Los hombres de fuerza, arrieros de sacos de tabaco, llevaban un cencerro de oveja. Entre sombras, un negocio y ruido rural de noche, un rebaño. En la oscuridad, en los senderos, los camiones estibados de tabaco usaban una sola luz para simular que circulaba una moto.

Curas y monjas iban de escoltas y garantes de los viajes clandestinos de partidas de contrabando, bendecían y protegían con interés el capital. Camuflaban y distraían. Bajo sotanas y hábitos se hicieron comercios a escondidas y en campanarios y jardines de conventos de clausura se dio resguardo y depósito de partidas. “Hacer contrabando no es pecado”, dijo el obispo de Mallorca en los años 60; era contravenir la ley, burlar el monopolio del Estado, el estanco.

Disimular, decir cosas verbalmente obtusas, cortar frases cubistas o dar giros surrealistas es un juego de manos y complicidades, en una suerte de inteligencia, un recurso para una supervivencia de aislados e islómanos.

Los mallorquines, distintos y distantes, empequeñecidos y seguros, son gente que fuera de su casa “pasan pena”, muestran recelos y temores. Quizás exacerban el sentido de la responsabilidad, se posicionan ante los demás, dudan, hacen de la discreción la norma. No se esconden tras una roca ni se expresan siempre calmosos.

Ante todo, lejos de casa los nativos temen pasar frío, son frioleros. A menudo tienen las manos y los pies helados. Dentro de sus viejas casas-nevera se conservan los muebles de caoba y se cultiva el reuma para habitantes de viviendas umbrías.

En verano tienen calor y esquivan el sol del mediodía. No suelen ser mirones, cuando se van ya vuelven y miran de lado a ver quién viene. Si invitan en su domicilio, los humildes temen que no haya comida y bebida suficientes; generalmente siempre sobra, pero no se malgasta, se obsequia y recicla en boca.

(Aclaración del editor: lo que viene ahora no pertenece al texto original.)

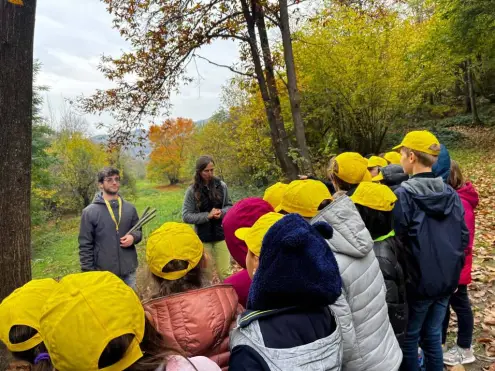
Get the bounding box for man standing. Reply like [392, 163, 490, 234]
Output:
[79, 167, 142, 289]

En una tierra fragmentada, rota y limitada por fronteras de nadie en todas partes, afirmarse es necesario. En las escrituras y registros de propiedad de fincas litorales, constan los límites y linderos internacionales y abstractos. Así se dice que los puntos más cercanos son, al sur, la costa de África; al este de la isla de Cerdeña, por ejemplo. La gran mar, Argelia, o lo que sea.

Los instantes de cambio, finales, son los más inquietantes y, también, un punto y aparte. El periodista se va de mudanza. Ahora para, tal vez por un por un tiempo esa crónica, que era la contra o la última. Con cariño y complicidad: “Ara torn”.